Officials say dozens of people are still missing as search crews continue to dig through layers of mud and debris. The storm has left at least 244 people dead, most in North Carolina.

Jessica Meidinger’s 58-year-old mother, Kim Ashby, is among the missing. Floodwaters swamped her home in Elk Park, North Carolina, and she was torn from her husband’s arms. CBS News first spoke to Meidinger and her family two weeks ago. She said she now accepts her mother is likely gone. 

“It’s hard to truly grieve a person without a body and move on from this,” Meidinger said. “It’s just … we feel stuck.”

Meidinger said the treacherous terrain has hindered the weeks-long search.

“It’s probably 20 miles of river, that there’s just piles of debris all along the way. There’s areas that you basically have to rappel down in order to continue to follow the river, to see if she might be there, and it’s not just piles of debris, there’s just feet high of sediment that you have to dig through.”

On Tuesday, North Carolina Gov. Roy Cooper said close to 100 people remain missing statewide. The Department of Public Safety formed a task force to find who is still unaccounted for and focus efforts where needed, Cooper said.

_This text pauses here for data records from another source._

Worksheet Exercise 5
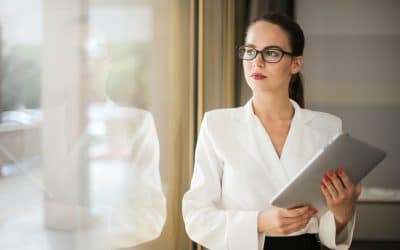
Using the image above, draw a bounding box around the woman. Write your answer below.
[182,13,361,250]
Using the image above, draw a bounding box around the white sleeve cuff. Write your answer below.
[318,211,356,250]
[227,210,261,250]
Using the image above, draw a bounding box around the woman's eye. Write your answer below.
[246,48,256,56]
[265,50,279,57]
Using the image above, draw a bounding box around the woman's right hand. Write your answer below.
[257,206,317,235]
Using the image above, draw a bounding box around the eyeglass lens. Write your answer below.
[239,46,284,63]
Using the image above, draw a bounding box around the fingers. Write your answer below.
[338,168,363,200]
[322,173,338,200]
[277,206,317,235]
[326,170,345,193]
[278,207,317,227]
[284,216,312,234]
[321,181,336,205]
[322,168,362,203]
[336,167,353,189]
[281,206,310,218]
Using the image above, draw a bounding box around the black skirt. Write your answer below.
[264,234,320,250]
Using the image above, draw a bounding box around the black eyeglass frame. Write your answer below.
[238,45,295,63]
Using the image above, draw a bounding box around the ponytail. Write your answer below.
[289,73,304,108]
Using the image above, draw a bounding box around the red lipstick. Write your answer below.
[250,73,266,80]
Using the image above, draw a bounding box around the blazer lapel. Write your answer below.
[234,101,266,168]
[251,116,289,189]
[235,100,287,190]
[280,100,321,179]
[235,99,322,190]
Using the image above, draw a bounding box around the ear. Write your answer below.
[290,56,304,74]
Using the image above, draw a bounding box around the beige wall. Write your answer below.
[297,0,400,240]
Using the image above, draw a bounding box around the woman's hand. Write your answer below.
[257,205,317,235]
[321,168,362,233]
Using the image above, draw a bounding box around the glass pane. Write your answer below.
[0,0,191,249]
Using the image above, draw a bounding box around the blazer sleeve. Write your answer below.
[182,113,260,250]
[318,210,356,250]
[106,112,166,248]
[318,116,357,250]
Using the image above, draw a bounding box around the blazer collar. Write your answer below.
[241,97,315,125]
[236,98,320,187]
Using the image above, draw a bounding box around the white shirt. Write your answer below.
[182,99,355,250]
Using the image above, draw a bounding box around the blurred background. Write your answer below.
[0,0,399,250]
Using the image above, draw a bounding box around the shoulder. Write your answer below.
[306,109,342,127]
[104,106,157,135]
[202,106,244,126]
[111,105,154,121]
[197,107,246,139]
[303,108,342,135]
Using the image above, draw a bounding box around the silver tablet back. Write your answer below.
[270,132,386,213]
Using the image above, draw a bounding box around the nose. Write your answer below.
[252,52,265,68]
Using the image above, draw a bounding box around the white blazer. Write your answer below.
[74,103,166,249]
[182,99,355,250]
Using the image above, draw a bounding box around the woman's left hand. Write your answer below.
[321,167,362,232]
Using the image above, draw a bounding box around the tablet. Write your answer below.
[270,132,386,214]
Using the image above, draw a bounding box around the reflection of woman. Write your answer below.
[88,103,166,249]
[57,30,167,249]
[183,13,361,250]
[84,34,166,249]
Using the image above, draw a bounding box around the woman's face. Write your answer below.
[86,40,111,101]
[243,21,303,95]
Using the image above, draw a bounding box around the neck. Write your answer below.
[252,91,293,121]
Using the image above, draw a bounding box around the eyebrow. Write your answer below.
[244,44,285,50]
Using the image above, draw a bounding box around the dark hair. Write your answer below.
[248,13,305,108]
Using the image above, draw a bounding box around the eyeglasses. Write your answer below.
[238,45,294,63]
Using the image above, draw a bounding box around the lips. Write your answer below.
[250,73,266,80]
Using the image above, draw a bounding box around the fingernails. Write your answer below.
[337,167,343,175]
[308,207,317,215]
[328,171,334,177]
[322,183,327,190]
[323,176,329,182]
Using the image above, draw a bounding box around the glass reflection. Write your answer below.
[0,1,166,249]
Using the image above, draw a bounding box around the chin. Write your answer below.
[251,82,285,95]
[249,80,271,90]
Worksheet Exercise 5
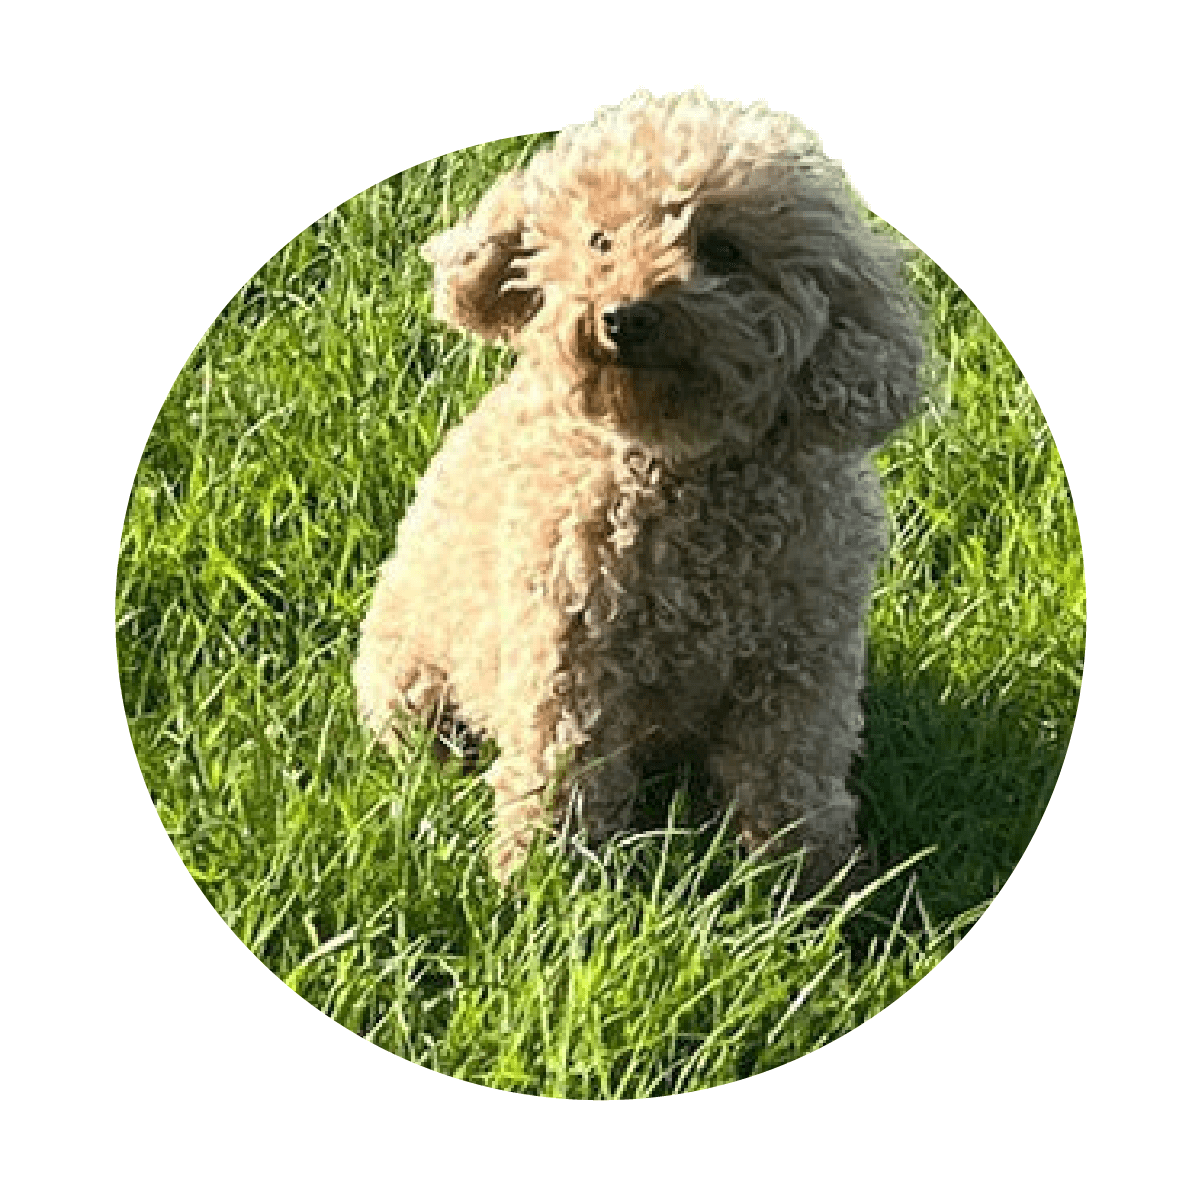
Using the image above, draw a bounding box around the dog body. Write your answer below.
[354,91,922,882]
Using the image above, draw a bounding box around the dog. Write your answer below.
[354,89,923,885]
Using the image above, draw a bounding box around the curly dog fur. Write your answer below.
[354,90,923,885]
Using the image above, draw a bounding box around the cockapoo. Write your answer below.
[354,90,923,885]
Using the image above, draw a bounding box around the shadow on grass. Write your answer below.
[846,672,1071,953]
[419,660,1073,959]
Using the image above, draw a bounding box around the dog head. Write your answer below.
[422,90,923,457]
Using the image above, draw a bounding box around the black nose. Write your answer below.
[603,302,662,347]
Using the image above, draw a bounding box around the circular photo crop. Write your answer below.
[115,92,1085,1097]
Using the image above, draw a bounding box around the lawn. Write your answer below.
[114,130,1085,1097]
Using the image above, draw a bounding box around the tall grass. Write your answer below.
[115,131,1084,1096]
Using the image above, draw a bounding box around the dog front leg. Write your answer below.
[708,648,866,889]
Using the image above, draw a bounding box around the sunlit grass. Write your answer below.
[115,131,1084,1096]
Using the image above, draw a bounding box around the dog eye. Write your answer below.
[698,234,747,271]
[589,230,613,253]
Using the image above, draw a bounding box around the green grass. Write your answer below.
[115,131,1085,1097]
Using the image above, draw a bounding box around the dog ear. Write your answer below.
[421,169,542,343]
[789,196,924,449]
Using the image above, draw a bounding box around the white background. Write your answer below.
[3,2,1197,1197]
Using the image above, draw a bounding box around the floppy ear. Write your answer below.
[421,168,542,343]
[788,190,924,449]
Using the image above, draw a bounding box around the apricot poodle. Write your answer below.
[354,89,923,885]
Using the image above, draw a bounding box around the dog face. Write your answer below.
[525,194,834,454]
[422,91,923,455]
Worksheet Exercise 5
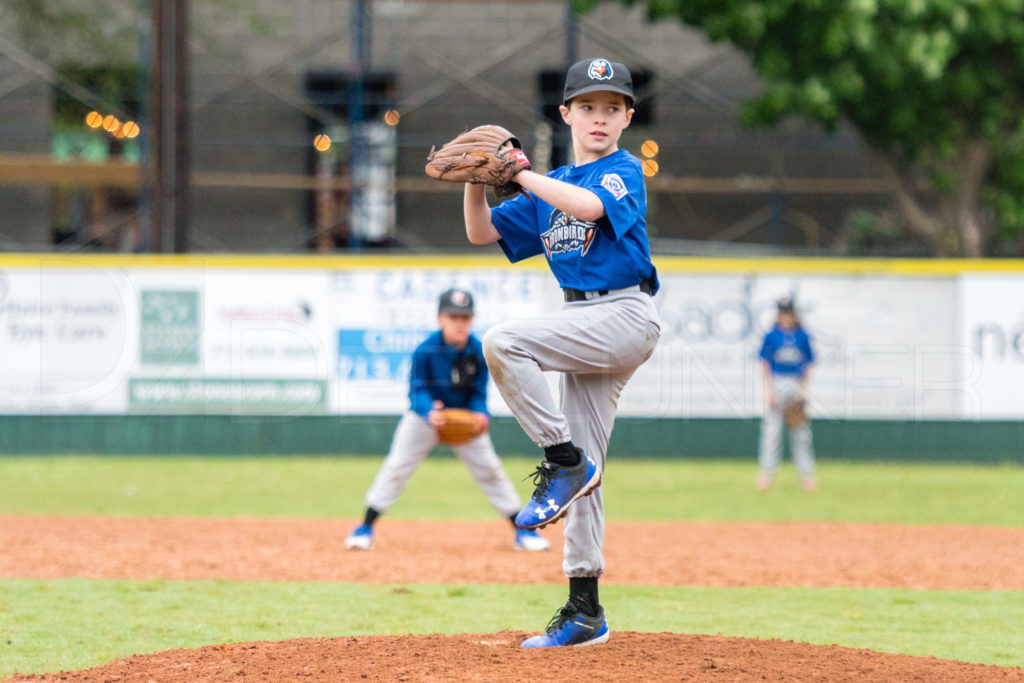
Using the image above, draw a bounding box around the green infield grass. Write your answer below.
[0,455,1022,677]
[2,580,1023,677]
[0,455,1021,525]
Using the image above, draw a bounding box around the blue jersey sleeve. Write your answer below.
[492,192,544,263]
[407,346,434,418]
[587,156,645,242]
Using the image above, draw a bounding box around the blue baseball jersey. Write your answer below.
[759,325,814,376]
[408,330,489,418]
[490,149,659,294]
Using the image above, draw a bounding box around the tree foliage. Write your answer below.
[0,0,141,66]
[577,0,1024,255]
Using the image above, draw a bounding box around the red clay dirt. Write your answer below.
[4,516,1024,682]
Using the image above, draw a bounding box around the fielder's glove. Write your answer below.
[436,408,485,445]
[783,399,808,428]
[425,125,531,198]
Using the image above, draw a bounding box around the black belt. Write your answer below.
[563,279,655,302]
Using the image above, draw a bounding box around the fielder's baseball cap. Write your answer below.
[438,288,474,316]
[777,297,796,313]
[563,58,635,106]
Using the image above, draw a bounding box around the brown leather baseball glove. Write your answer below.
[436,408,485,445]
[424,125,530,198]
[783,399,808,428]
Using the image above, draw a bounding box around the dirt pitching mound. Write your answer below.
[5,517,1024,680]
[11,632,1024,682]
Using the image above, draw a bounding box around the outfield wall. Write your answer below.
[1,253,1022,460]
[1,414,1022,462]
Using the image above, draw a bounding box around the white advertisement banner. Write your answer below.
[625,273,958,420]
[0,267,135,412]
[958,273,1024,419]
[0,261,1017,420]
[328,268,558,415]
[127,269,333,414]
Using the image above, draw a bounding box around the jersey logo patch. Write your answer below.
[587,59,614,81]
[601,173,628,200]
[774,345,804,365]
[542,211,597,258]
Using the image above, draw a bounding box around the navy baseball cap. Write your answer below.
[563,58,635,106]
[777,297,796,313]
[438,288,474,315]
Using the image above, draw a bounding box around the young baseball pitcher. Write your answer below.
[461,58,661,647]
[345,288,550,553]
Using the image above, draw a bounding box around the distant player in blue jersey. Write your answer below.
[462,58,661,648]
[757,297,818,491]
[344,288,550,553]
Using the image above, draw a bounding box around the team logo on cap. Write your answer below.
[450,290,470,307]
[542,211,597,258]
[587,59,614,81]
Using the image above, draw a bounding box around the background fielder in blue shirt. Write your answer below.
[757,297,818,492]
[344,288,549,553]
[408,329,489,418]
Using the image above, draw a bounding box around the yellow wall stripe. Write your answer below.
[0,252,1022,275]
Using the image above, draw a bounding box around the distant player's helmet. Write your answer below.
[563,58,635,106]
[438,288,474,316]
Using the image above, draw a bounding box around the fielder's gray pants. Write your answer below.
[483,289,661,578]
[364,411,523,518]
[758,374,816,480]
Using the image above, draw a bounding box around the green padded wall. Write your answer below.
[1,415,1021,462]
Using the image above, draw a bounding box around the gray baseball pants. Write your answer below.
[482,289,661,578]
[364,411,523,518]
[758,374,816,480]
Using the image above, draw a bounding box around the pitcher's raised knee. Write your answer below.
[483,325,515,369]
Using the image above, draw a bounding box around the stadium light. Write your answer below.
[314,134,332,152]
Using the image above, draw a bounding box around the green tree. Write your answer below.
[577,0,1024,256]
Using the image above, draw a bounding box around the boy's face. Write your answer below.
[438,312,473,348]
[559,91,634,162]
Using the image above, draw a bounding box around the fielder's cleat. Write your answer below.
[515,454,601,530]
[344,524,373,550]
[520,602,609,648]
[514,528,550,552]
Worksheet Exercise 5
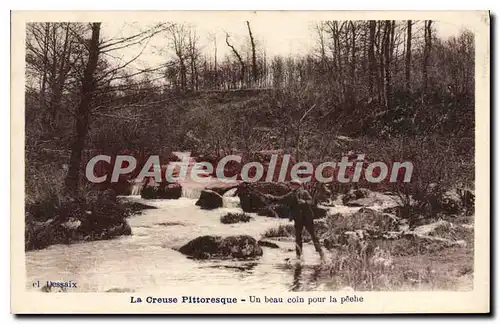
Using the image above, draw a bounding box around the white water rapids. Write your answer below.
[25,152,398,293]
[26,194,339,293]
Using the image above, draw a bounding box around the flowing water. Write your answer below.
[25,194,339,293]
[25,152,398,293]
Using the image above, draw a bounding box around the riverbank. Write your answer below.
[24,190,155,251]
[26,191,473,292]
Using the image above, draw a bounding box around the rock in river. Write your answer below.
[178,235,263,259]
[141,183,182,200]
[195,190,223,209]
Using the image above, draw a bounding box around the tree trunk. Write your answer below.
[423,20,432,96]
[380,20,390,108]
[65,22,101,196]
[350,21,356,107]
[385,20,395,108]
[376,21,383,103]
[190,57,195,90]
[225,34,245,88]
[332,22,345,102]
[368,20,376,98]
[405,20,412,91]
[51,23,72,131]
[39,24,50,115]
[179,57,187,91]
[47,25,59,130]
[246,21,258,85]
[214,36,217,89]
[389,21,396,64]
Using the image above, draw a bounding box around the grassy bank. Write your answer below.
[25,186,155,251]
[262,195,474,291]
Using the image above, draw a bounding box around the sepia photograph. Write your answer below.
[10,10,490,314]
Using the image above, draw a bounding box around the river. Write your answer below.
[26,152,396,293]
[26,191,362,293]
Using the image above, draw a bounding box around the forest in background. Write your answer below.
[25,20,475,208]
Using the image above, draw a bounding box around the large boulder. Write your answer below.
[256,203,290,219]
[440,190,462,214]
[195,190,223,209]
[236,182,328,219]
[25,190,133,251]
[460,188,475,211]
[342,188,396,208]
[413,220,473,242]
[236,182,291,214]
[141,182,182,199]
[25,216,132,251]
[342,188,388,207]
[219,235,264,259]
[178,235,263,259]
[325,208,400,235]
[440,190,466,214]
[389,233,467,256]
[342,188,372,205]
[416,186,475,216]
[413,220,451,236]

FEMA administrator Deanne Criswell previously spoke about the historic flooding in North Carolina from Helene on “Face the Nation with Margaret Brennan,” saying, “I don’t know that anybody could be fully prepared for the amount of flooding and landslides that they are experiencing right now.”

FEMA has resumed its normal operations in North Carolina after temporarily relocating amid a reported threat.

Meanwhile, Meidinger said the hardest part will be telling her 3-year-old son, who adores his grandmother.

“I think we’ve chosen not to tell him because to tell him in a way that she’s still missing is not something you can do for a 3-year-old. It’s gotta be pretty finite and that’s … hard enough to explain that someone is no longer with us, but to say that we don’t even know where she is, that’s impossible.”